Three manuscripts describe techniques for extending the utility of haptic devices. Goncharenko et al. described a technique for the capture of skillful human movements when controlling a nonholonomic system. They present a dynamic model of a task of rolling a hemisphere on a surface, along with a solver required for real-time rendering of the system. Using the commercially available Phantom haptic device, they explore the performance of three methods for calculating the haptic force. Their simulation and approach will enable the study of nontrivial motion strategies for manipulation of nonholonomic systems with rolling constraints. In another paper, Amemiya and Maeda aim to improve the human's perception of directional forces conveyed via ungrounded haptic devices. They describe a device with a slider-crank mechanism that produces asymmetric oscillations that are perceived as directed forces. Their paper explains the prototype design and experiments, and presents the optimized weight ratio for the device to the reciprocating mass and the desired rate of oscillation for preferred perception of the directed forces. Finally, Martin et al. studied the possibility of substituting the roll degree of freedom (DOF) of wrist movement with what they have termed pseudo haptic feedback. They used dominance of vision in sensory systems to develop visuo-tactile cues that lead to generation of a kinesthetic illusion of a full 3 DOF of torque feedback. Results report that this system was successfully integrated and tested as a 6 DOF large workspace haptic device.

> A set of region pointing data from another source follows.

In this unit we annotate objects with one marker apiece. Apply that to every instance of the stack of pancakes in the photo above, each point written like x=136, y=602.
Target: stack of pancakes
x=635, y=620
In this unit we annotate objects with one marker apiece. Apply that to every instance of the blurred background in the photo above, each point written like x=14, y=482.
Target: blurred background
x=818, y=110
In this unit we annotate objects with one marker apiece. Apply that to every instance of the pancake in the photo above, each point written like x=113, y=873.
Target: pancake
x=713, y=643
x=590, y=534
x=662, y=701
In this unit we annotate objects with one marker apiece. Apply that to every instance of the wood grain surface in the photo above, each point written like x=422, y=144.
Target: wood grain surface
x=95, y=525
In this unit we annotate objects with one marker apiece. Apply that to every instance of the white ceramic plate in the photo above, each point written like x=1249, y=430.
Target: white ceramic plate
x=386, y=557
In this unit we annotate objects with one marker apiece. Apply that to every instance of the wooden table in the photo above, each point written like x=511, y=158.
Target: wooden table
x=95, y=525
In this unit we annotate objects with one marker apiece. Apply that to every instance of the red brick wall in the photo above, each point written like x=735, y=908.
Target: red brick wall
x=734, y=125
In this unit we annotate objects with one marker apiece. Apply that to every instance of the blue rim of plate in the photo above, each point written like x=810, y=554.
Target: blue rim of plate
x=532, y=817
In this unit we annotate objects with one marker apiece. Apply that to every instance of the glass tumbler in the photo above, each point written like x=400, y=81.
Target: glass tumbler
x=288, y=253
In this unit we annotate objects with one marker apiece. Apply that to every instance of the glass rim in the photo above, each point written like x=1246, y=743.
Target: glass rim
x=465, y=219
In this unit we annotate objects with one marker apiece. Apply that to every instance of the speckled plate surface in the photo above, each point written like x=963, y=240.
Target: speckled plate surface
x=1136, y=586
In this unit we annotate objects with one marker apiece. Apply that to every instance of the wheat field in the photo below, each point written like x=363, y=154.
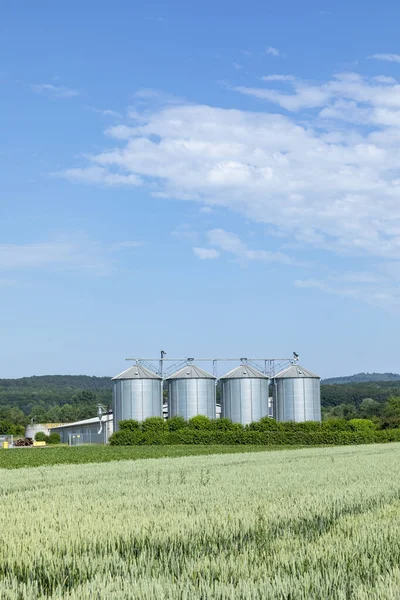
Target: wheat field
x=319, y=523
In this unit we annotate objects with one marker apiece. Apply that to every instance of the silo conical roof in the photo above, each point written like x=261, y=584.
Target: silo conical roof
x=137, y=372
x=296, y=372
x=191, y=372
x=244, y=372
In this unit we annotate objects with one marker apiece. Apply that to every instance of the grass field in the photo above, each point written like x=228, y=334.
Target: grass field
x=19, y=458
x=317, y=523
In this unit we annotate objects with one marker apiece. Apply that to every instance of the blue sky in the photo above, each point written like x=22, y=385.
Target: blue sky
x=217, y=179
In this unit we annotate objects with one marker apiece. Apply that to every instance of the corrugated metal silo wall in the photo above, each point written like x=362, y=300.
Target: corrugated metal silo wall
x=297, y=399
x=190, y=397
x=244, y=400
x=137, y=399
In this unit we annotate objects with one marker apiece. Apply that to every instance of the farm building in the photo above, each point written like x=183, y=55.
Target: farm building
x=86, y=432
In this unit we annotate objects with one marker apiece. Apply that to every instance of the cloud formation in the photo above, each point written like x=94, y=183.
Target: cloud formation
x=272, y=51
x=318, y=163
x=73, y=252
x=387, y=57
x=206, y=253
x=56, y=91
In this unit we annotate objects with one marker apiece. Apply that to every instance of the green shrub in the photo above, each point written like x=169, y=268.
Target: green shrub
x=126, y=437
x=362, y=425
x=152, y=438
x=336, y=425
x=129, y=425
x=264, y=424
x=224, y=424
x=154, y=424
x=200, y=422
x=176, y=423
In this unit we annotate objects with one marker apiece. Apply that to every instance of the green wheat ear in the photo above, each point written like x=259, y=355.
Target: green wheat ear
x=302, y=524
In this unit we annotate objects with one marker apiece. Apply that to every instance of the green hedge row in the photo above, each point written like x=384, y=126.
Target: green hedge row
x=264, y=432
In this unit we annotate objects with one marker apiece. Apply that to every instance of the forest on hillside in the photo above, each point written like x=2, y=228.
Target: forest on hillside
x=68, y=398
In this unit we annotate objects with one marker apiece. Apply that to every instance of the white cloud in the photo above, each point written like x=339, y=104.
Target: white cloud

The remaining manuscripts describe techniques to improve the performance of haptic devices by exploring the influence of damping, delay, and sampling rate on the stability of haptic rendering. Gil et al. focus on the influence of damping and delay via theoretical, analytical and experimental techniques using a custom haptic device that is assumed to exhibit linear behavior. O'Malley et al. discuss the importance of sampling frequency on the maximum achievable virtual surface stiffness in a haptic simulation of a rigid surface. The paper presents a technique to enable faster loop rates through the use of a real time operating system and field programmable gate arrays for data acquisition and computation, thereby offloading operations from PC and allowing the display of more rigid surfaces while maintaining passive interactions between the user and the device.

As a final note, we would like to thank our peers who helped us during the review process. With out their timely feedback this special issue would not have been possible.